Hikma Pharmaceuticals USA Inc. v. Amarin Pharma, Inc., 608 U.S. _ (2026)

The Supreme Court’s unanimous decision in Hikma Pharmaceuticals USA Inc. v. Amarin Pharma, Inc., 608 U.S. ___ (2026), is an important development in the continuing balance between pharmaceutical patent protection and generic drug access.

The case sits at the intersection of three highly practical areas: Hatch-Waxman generic approval, Orange Book method-of-use patents, and induced infringement under 35 U.S.C. § 271(b). For both branded and generic companies, the decision provides useful guidance — but it does not eliminate the need for careful patent, regulatory, and commercial strategy.

The core issue: when does a skinny label become inducement?

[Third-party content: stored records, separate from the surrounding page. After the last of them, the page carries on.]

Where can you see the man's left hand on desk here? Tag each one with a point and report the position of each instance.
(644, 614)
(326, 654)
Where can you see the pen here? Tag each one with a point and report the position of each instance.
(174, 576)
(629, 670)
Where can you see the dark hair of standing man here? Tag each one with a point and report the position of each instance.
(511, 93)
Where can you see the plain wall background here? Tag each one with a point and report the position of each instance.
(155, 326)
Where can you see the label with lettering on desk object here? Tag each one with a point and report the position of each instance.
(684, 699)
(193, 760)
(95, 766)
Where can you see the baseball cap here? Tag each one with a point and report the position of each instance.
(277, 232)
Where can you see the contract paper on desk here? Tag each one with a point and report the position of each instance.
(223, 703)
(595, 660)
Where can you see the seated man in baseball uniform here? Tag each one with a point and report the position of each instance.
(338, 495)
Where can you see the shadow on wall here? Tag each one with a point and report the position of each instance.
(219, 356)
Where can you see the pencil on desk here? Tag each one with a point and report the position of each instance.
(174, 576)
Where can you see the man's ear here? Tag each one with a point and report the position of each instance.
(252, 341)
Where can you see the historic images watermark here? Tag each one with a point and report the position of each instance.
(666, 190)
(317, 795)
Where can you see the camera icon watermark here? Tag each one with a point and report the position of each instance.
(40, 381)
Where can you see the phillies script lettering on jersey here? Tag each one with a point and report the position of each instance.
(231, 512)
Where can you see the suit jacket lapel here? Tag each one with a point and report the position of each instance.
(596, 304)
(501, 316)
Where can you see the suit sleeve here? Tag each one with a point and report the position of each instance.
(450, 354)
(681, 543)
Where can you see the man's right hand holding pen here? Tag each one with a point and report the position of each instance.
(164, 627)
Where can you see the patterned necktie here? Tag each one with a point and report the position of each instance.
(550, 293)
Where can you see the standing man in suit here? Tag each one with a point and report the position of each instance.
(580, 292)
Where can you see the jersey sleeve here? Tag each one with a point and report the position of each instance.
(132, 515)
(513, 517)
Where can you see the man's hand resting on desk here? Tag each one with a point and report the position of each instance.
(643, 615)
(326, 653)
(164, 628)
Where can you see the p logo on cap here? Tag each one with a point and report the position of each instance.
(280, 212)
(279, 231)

Amarin developed Vascepa®, an icosapent ethyl drug initially approved by FDA in 2012 for treatment of severe hypertriglyceridemia. Amarin later obtained FDA approval for an additional cardiovascular-risk-reduction indication and secured method-of-use patents directed to that use.

Hikma, as a generic manufacturer, sought approval for generic icosapent ethyl through an ANDA. After Amarin’s patents covering the severe-hypertriglyceridemia indication were invalidated, Hikma proceeded with a Section viii carve-out, seeking FDA approval for a “skinny label” that omitted Amarin’s still-patented cardiovascular-risk-reduction use.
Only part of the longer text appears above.